Predict the future. Predictive analytics are common in the area of claims and risk projection. This level of BI answers questions such as: How many re-admissions can I expect from this population? and so forth.

Predictive BI can identify patients at risk for long stays, noncompliance with discharge instructions, readmission, and other undesirable outcomes.

3) Prescriptive analytics

Aim to tell us what we should do. These models recommend or directly decide on a specific action to optimize an outcome. Prescriptive analytics have limited deployment in health care today, but have disrupted other industries. Prescriptive analytics can answer questions such as: Which post-acute facility is likely to deliver the best cost, quality, and experience outcomes for a patient

Prescriptive BI can help automate scheduling or inventory levels, or provide cognitive support for physicians when determining diagnostic or therapeutic approaches for patients with multiple chronic conditions.

Raw data is just useless

  • BI makes data actionable. The rapid uptake of EHRs has dramatically expanded the universe of data that health systems have for analysis.
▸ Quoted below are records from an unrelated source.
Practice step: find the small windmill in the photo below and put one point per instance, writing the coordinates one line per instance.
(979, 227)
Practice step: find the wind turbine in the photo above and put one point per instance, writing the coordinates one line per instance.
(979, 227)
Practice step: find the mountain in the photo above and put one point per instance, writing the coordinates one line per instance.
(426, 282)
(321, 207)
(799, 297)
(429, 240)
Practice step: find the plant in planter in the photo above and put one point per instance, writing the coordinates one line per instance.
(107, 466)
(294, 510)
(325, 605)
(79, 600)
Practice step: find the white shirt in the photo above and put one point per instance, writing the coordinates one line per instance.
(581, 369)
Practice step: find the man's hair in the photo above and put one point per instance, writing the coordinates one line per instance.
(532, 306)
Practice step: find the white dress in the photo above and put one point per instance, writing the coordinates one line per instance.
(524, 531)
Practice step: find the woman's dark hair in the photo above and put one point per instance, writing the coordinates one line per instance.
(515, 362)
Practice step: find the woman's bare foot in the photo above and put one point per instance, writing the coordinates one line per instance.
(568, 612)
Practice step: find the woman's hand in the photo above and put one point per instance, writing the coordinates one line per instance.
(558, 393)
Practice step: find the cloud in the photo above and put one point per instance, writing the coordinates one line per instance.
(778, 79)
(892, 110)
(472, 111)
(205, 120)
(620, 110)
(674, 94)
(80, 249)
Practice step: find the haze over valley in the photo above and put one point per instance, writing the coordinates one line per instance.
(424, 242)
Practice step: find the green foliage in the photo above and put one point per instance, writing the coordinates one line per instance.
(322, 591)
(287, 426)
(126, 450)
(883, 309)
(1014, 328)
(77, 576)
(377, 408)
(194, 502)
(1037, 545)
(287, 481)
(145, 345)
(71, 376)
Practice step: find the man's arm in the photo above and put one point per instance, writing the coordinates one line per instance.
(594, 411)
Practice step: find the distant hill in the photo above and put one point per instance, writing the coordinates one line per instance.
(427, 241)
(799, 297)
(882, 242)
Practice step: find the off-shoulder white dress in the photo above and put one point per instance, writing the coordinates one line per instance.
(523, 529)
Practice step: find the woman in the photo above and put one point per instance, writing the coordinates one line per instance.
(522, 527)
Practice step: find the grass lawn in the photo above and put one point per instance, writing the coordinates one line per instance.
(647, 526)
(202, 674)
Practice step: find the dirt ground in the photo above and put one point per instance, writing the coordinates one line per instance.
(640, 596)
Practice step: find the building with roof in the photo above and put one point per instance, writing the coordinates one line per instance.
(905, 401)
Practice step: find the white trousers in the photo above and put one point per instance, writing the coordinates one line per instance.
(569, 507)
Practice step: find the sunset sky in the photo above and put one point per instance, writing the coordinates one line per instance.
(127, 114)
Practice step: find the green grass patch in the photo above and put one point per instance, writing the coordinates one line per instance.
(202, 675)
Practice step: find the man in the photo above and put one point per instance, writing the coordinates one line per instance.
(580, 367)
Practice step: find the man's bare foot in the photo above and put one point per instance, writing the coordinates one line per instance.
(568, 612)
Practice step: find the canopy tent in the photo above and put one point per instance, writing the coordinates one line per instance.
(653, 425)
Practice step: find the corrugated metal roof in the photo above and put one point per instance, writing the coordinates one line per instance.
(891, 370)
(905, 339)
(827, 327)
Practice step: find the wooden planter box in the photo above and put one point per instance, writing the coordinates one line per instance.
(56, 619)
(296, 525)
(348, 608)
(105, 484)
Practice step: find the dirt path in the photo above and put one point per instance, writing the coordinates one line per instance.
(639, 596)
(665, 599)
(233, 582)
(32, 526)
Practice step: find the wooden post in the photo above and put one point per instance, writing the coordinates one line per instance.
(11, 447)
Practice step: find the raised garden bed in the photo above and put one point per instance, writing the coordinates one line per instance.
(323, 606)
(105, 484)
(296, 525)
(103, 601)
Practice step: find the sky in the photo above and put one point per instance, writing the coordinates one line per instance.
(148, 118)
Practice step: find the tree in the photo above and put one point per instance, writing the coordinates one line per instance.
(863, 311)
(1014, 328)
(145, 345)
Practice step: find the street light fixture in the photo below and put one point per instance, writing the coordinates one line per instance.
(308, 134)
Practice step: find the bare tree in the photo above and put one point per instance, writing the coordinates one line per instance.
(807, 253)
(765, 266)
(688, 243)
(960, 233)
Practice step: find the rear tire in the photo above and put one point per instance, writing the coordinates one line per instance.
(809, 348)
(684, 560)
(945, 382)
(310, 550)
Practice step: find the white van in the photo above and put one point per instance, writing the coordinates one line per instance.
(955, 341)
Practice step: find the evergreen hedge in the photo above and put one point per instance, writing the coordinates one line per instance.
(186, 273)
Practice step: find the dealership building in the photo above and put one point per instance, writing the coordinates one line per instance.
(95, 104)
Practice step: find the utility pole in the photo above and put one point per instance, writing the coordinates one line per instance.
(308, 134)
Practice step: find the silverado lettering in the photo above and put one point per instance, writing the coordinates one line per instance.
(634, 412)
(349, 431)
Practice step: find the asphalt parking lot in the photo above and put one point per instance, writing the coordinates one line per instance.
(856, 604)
Also, biomedical devices, patient-supplied data, and new diagnostic technologies are bringing new types of data into the system. That raw data alone does not provide value; it needs to be turned into actionable information.
  • BI ensures greater preparedness for future business changes. BI can power a health care organization’s transformation by modeling future performance and identifying the interventions that can move to meet desired results. BI can provide a thorough understanding of where an organization is today and a focused view of where it can be in the future.